One-call audit of the most common identification assumptions:

audit = sp.assumption_audit(df, outcome='y', treatment='d', covariates=[...])
audit.overlap                        # propensity score overlap diagnostic
audit.covariate_balance              # Love plot of standardised diffs
audit.placebo_outcomes               # pre-treatment placebos
audit.instrument_strength            # first-stage F if IV specified
audit.parallel_trends                # pre-trend placebo if DID
audit.summary()

sp.verify / sp.verify_benchmark (v0.9.3)

Posterior verification of any sp.recommend() output — aggregates three signals into a verify_score ∈ [0, 100]:

v = sp.verify(
    rec,
    n_boot=500,
    n_subsample=100,
    subsample_frac=0.8,
    n_placebo=20,
)

v.verify_score                       # 0–100 composite
v.components                         # dict: bootstrap / placebo / subsample
v.failures                           # methods that failed verification
v.plot('radar')                      # visual per-method breakdown

Calibration card: top-method verify_score is typically 85–95 on clean DGPs (RD lower at ≈ 74 due to local-polynomial bootstrap variance). sp.verify_benchmark(...) runs verify against synthetic DGPs to calibrate what threshold constitutes "trust it".

Agent-native method-level API

These functions are guide-friendly, but they are also public API calls used by agents and notebook workflows. Their docstrings are exposed here so the Reference navigation includes method-level details.

sp.detect_design(...)

detect_design

Heuristic study-design detection from a raw DataFrame.

sp.detect_design(data, **hints) answers the agent's first question on receiving unfamiliar data: what kind of dataset is this? — cross-section, panel, or something with an obvious RD running variable.

Distinct from siblings:

  • :func:sp.recommend — needs a research question (outcome, treatment) and recommends an estimator; detect_design only inspects shape.
  • :func:sp.check_identification — diagnoses a specific declared design; detect_design decides which design is plausible at all.

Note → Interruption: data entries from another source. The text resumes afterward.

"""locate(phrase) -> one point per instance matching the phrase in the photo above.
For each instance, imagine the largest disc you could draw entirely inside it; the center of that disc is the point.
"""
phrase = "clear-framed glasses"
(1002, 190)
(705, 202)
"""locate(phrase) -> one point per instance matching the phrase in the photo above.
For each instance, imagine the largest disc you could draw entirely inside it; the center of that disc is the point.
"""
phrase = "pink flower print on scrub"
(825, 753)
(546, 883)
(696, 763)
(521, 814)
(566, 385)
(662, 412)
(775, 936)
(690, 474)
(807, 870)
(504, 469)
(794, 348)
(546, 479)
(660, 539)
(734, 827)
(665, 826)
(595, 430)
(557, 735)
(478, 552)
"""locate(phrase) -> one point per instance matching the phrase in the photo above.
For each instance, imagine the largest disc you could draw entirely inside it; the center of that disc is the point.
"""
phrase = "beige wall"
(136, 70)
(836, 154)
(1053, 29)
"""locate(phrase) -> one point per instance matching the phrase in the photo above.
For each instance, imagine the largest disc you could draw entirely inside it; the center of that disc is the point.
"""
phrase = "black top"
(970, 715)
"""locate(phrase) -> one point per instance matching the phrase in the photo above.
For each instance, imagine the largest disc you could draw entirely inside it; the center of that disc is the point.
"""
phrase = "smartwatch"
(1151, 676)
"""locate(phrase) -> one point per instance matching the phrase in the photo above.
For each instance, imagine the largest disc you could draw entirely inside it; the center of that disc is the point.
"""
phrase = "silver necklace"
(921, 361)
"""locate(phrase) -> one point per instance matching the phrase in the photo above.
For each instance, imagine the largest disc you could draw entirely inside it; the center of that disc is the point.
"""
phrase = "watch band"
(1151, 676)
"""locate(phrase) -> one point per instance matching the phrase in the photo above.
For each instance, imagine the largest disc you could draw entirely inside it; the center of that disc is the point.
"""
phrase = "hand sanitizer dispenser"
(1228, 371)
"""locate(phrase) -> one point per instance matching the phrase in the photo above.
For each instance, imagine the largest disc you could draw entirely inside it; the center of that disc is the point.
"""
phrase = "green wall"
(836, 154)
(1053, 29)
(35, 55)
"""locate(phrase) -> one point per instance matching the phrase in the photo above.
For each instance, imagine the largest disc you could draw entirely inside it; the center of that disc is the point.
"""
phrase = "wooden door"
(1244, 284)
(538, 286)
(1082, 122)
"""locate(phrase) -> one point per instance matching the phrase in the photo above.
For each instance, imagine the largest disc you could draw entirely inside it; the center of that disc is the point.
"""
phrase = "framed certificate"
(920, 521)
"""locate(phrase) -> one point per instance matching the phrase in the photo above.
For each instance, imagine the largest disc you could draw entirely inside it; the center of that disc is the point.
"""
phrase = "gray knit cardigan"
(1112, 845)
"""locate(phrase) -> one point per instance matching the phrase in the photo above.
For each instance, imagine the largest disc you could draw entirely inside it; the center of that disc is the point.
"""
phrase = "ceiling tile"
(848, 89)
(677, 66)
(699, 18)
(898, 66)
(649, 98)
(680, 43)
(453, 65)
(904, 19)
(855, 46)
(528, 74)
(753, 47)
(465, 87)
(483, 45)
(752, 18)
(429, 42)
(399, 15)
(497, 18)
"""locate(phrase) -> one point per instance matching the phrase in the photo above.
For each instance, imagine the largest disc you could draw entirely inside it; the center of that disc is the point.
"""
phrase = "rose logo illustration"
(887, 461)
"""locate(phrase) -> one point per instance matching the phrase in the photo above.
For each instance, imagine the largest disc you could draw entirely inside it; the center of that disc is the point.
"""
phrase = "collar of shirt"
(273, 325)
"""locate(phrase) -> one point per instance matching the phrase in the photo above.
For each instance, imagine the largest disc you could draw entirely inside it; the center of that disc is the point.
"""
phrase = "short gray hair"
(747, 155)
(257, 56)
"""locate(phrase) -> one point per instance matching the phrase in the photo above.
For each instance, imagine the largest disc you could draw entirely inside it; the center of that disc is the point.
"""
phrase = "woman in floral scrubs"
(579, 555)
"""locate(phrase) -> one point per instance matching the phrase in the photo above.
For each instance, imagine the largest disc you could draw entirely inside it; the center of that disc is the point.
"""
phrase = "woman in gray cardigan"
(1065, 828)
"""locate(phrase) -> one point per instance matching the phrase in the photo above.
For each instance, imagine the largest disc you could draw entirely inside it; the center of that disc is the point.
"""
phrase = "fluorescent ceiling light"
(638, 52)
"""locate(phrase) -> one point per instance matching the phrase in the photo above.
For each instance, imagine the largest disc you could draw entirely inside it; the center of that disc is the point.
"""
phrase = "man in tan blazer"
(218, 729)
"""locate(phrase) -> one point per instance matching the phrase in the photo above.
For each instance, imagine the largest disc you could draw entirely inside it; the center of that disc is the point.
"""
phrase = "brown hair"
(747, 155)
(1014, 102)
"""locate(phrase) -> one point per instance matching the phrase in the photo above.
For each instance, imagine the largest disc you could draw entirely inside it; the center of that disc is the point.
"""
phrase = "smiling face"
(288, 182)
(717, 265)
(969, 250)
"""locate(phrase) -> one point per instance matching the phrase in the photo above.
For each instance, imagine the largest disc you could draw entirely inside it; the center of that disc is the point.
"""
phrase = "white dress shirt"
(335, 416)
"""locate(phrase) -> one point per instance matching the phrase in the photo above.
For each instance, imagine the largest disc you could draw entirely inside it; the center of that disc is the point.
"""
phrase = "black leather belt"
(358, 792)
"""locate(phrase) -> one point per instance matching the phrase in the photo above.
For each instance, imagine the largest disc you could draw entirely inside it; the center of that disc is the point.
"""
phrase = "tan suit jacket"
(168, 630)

The function is intentionally heuristic — it reports a confidence, ranks alternatives, and surfaces every column-role candidate it considered, so an agent can override with hints (unit=... / time=... / running_var=...) when the heuristic is wrong.

detect_design

detect_design(data: DataFrame, *, unit: Optional[str] = None, time: Optional[str] = None, running_var: Optional[str] = None, cutoff: Optional[float] = None) -> Dict[str, Any]

Detect the most plausible study design from a DataFrame.

Heuristic — never definitive. Returns ranked candidates so the agent can override with hints (unit=... / time=... / running_var=... / cutoff=...) when the auto-detection is wrong.

Parameters:

Name Type Description Default
data DataFrame

The dataset to inspect. Must have ≥ 1 row.

required
unit str

Column the caller has already identified as the unit ID. Skips unit-detection and pins this column.

None
time str

Column the caller has already identified as the time dimension.

None
running_var str

Force this numeric column to be evaluated as an RD running variable.

None
cutoff float

RD cutoff value (the heuristic does NOT auto-discover this).

None

Returns:

Type Description
dict

JSON-safe payload with keys:

  • design (str) — "panel" / "rd" / "cross_section"
  • confidence (float in [0, 1])
  • identified (dict[str, str|float]) — column-role assignments for the chosen design
  • candidates (list[dict]) — every alternative considered, each with its own design / confidence / details. Use this to override when the top pick is wrong.
  • n_obs (int) — sample size
  • columns (list[str]) — input column names

Examples:

Panel data:

>>> df = pd.DataFrame({
...     'firm_id': np.repeat(range(50), 10),
...     'year': np.tile(range(2010, 2020), 50),
...     'sales': np.random.randn(500),
... })
>>> sp.detect_design(df)['design']
'panel'

Cross-section:

>>> df = pd.DataFrame({'x': np.random.randn(200),
...                    'y': np.random.randn(200)})
>>> sp.detect_design(df)['design']
'cross_section'
See Also

sp.recommend : Method advisor — pair this with a declared research question (outcome / treatment) and it recommends an estimator. sp.check_identification : Design-level diagnostics for an already declared design.

sp.preflight(...)

preflight

Method-specific pre-estimation diagnostics.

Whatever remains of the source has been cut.